Benefits to mother and baby
Some studies have found that breastfeeding may help protect a child from obesity.  When a breastfed baby feels that they have had enough to eat they come away from the breast, they know when to stop eating.
Some studies also suggest that children who were exclusively breastfed have slightly higher intelligence scores than children who were formula fed.
Many nursing mothers really enjoy the experience of bonding so closely with their babies and skin to skin contact can enhance the emotional connection between a mother and her infant.

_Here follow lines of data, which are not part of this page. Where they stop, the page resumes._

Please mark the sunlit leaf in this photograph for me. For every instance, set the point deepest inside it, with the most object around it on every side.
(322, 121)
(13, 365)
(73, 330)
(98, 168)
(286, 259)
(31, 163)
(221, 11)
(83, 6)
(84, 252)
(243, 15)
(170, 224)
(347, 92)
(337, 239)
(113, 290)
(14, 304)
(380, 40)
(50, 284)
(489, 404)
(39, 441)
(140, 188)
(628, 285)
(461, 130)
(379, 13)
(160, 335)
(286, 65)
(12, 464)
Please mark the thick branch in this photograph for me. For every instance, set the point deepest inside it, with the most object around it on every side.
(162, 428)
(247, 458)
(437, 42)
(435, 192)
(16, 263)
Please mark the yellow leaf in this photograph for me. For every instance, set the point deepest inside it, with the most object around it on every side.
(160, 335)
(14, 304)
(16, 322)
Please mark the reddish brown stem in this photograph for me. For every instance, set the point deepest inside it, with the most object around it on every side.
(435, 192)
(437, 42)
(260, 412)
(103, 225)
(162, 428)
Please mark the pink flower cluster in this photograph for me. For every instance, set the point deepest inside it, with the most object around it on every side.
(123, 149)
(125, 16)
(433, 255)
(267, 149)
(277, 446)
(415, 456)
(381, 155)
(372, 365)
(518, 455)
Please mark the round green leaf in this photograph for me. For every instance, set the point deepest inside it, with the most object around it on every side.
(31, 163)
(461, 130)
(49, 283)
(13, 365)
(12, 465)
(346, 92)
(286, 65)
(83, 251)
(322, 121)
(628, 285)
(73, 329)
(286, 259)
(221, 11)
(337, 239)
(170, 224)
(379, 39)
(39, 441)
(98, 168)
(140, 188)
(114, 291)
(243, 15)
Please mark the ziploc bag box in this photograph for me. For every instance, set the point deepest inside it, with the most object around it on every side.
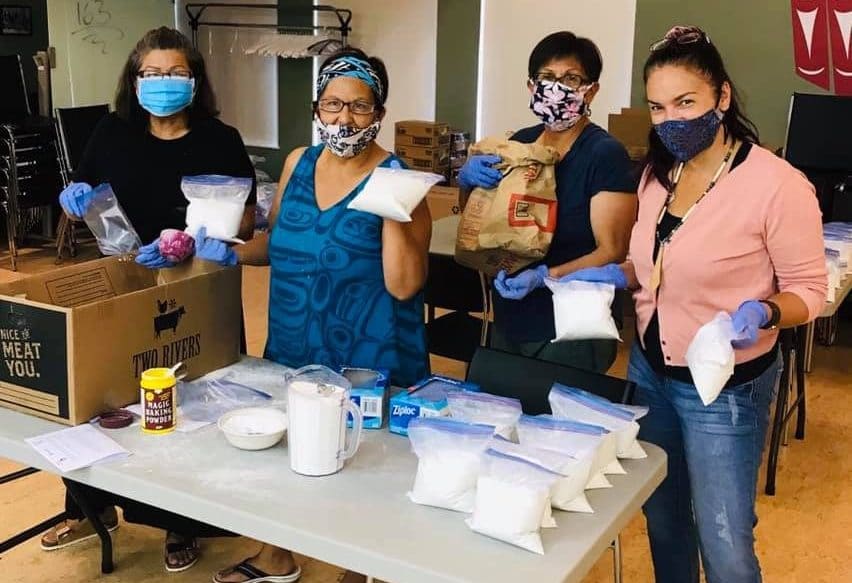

The ability to nourish a baby totally can also help a new mother feel confident in her ability to care for her baby. Breastfeeding also burns calories and helps shrink the uterus, so nursing moms may be able to return to their pre-pregnancy shape and weight quicker. In addition, studies show that breastfeeding helps lower the risk of breast cancer, high blood pressure, diabetes, and cardiovascular disease, and also may help decrease the risk of uterine and ovarian cancer.
Breastfeeding challenges
Although it is the best feeding choice for babies and mother, breastfeeding does come with some concerns that new mothers may share.  Where it is easy from the get-go for some, it can be challenging for others. Sometimes, both mother and baby need plenty of patience and persistence to get used to the routine of breastfeeding and sometimes mothers decide it is not the best way to feed their baby.
If you choose breastfeeding you will need support from your partner, your family and your friends. Contact your healthcare professional, a lactation consultant or lactation educator and let them help you achieve your goal to give your new baby the very best nutrition possible - breastmilk.